D’autres obligations portent sur les conditions de transfert des données à l’acquéreur qui doit se faire de manière sécurisée. Ce dernier doit également veiller à informer les personnes concernées lors du premier contact, et au plus tard dans un délai d’un mois après avoir obtenu les données, à moins qu’elles ne disposent déjà de ces informations. Ces informations doivent porter notamment sur :
- L’identité du responsable de traitement
- Les finalités du traitement
- La durée de conservation
- Les transferts éventuels de données
- Les droits des personnes
- La source des données, voire l’organisme auprès duquel les données ont été acquises
Les personnes concernées doivent également pouvoir s’opposer à la prospection commerciale, via par exemple un lien de désinscription.
Par ailleurs, l’acquéreur doit être en mesure de démontrer la collecte effective du consentement à la réalisation de la prospection électronique, dans les conditions imposées par la règlementation. Ce consentement doit notamment être recueilli de manière informée, c’est-à-dire que lors de la collecte, le nom de l’acquéreur doit apparaître dans la liste des destinataires de données qui utiliseront les données à des fins de prospection commerciale.

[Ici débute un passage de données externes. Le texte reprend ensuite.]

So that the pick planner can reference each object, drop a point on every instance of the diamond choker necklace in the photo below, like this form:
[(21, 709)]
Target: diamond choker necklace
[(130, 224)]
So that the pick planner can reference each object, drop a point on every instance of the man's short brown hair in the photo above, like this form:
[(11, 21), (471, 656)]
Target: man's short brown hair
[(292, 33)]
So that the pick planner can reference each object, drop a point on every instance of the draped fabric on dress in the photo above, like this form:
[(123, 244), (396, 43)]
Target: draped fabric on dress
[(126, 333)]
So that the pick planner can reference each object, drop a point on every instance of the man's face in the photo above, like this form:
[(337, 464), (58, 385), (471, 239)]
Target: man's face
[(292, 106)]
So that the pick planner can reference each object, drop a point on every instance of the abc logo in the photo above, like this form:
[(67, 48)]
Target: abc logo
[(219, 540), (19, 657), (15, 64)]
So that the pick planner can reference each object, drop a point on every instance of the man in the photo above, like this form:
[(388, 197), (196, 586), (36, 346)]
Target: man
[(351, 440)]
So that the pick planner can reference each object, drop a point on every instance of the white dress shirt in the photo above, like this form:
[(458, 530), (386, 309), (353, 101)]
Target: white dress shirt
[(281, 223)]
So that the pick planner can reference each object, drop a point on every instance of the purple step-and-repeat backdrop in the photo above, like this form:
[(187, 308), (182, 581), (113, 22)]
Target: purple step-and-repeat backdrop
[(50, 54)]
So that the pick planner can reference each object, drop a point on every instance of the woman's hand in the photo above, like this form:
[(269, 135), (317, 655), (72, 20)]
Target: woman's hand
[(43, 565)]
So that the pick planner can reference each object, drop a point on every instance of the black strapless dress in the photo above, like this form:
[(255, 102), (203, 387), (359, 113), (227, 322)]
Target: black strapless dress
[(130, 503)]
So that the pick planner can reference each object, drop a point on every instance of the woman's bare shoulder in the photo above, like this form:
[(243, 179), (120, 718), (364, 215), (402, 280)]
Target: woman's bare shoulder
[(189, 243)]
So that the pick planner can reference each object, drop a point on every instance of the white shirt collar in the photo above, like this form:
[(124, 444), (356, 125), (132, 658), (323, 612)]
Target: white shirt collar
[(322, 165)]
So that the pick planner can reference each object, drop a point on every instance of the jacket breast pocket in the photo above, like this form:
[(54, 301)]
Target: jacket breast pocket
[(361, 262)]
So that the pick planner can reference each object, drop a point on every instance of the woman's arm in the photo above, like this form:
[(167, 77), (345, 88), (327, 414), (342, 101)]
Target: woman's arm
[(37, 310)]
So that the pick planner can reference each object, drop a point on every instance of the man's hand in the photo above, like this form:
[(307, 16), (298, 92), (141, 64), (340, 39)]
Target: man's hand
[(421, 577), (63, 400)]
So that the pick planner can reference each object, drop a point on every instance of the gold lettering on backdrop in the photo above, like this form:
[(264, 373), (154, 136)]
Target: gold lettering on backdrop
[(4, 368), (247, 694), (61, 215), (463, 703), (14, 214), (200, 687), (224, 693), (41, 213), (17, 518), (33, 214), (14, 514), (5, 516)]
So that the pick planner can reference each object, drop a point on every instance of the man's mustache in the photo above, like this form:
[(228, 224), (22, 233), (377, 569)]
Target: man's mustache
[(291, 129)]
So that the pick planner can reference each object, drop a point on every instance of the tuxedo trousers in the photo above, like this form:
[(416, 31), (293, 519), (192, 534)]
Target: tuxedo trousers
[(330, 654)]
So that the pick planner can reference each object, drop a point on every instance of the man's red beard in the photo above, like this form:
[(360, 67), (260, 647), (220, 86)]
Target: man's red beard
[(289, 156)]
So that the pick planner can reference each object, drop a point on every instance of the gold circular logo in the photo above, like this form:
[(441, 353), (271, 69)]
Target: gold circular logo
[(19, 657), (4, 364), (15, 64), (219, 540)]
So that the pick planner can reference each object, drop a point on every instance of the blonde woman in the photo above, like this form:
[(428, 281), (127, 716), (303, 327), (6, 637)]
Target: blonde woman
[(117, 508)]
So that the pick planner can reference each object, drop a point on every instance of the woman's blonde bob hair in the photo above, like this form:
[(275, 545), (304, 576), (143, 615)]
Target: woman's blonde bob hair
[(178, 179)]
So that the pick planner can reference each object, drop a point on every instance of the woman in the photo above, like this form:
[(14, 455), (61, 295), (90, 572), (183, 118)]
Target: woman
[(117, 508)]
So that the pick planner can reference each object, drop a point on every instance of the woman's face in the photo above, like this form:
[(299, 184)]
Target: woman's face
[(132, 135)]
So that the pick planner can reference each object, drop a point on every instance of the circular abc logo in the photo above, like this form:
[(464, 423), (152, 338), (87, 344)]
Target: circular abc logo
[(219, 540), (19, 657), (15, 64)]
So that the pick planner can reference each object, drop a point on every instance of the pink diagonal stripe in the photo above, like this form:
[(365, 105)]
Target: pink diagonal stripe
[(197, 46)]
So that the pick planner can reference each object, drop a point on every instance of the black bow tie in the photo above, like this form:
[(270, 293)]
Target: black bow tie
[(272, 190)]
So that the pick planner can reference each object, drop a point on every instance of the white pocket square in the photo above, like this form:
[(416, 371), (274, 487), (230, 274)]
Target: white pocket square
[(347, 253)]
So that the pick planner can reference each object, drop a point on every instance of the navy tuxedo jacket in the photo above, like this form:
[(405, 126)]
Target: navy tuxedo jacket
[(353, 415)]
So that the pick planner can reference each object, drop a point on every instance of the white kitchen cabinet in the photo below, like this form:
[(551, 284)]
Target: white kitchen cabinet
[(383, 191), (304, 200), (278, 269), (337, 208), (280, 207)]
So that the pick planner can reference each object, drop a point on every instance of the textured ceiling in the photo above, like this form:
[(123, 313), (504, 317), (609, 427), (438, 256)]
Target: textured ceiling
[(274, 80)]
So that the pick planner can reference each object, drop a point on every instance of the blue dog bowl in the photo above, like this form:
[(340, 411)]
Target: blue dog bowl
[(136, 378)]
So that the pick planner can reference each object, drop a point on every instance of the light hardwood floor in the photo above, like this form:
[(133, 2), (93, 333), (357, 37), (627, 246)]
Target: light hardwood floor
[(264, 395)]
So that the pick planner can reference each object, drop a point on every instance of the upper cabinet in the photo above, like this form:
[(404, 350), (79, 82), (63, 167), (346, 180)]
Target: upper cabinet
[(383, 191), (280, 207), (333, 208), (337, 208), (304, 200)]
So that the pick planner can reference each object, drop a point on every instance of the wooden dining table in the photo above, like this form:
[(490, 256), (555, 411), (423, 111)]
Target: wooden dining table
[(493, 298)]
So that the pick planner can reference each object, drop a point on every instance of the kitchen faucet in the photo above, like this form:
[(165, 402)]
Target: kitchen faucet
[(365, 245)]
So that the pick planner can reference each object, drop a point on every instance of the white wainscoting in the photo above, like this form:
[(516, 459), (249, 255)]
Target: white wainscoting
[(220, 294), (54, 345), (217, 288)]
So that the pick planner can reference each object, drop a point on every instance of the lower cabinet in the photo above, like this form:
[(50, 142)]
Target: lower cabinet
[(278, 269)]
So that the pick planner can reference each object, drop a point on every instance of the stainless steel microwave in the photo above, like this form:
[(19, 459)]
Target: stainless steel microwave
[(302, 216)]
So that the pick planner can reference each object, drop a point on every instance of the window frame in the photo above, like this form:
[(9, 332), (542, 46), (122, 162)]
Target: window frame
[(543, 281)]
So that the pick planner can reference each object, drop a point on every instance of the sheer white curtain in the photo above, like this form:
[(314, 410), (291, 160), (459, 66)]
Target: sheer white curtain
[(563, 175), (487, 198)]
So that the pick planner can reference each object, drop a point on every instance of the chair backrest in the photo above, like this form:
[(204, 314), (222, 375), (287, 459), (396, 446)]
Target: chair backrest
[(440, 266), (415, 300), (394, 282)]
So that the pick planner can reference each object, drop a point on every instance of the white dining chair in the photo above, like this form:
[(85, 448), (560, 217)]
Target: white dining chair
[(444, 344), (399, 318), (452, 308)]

Dans le cas où le consentement n’a pas été collecté par le vendeur, l’acquéreur doit le recueillir préalablement à toute opération de prospection électronique.
Dans tous les cas, l’acquéreur doit mettre en place l’ensemble des mesures nécessaires afin d’assurer un respect effectif de l’ensemble des exigences du RGPD et veiller à contrôler au préalable la conformité du fichier.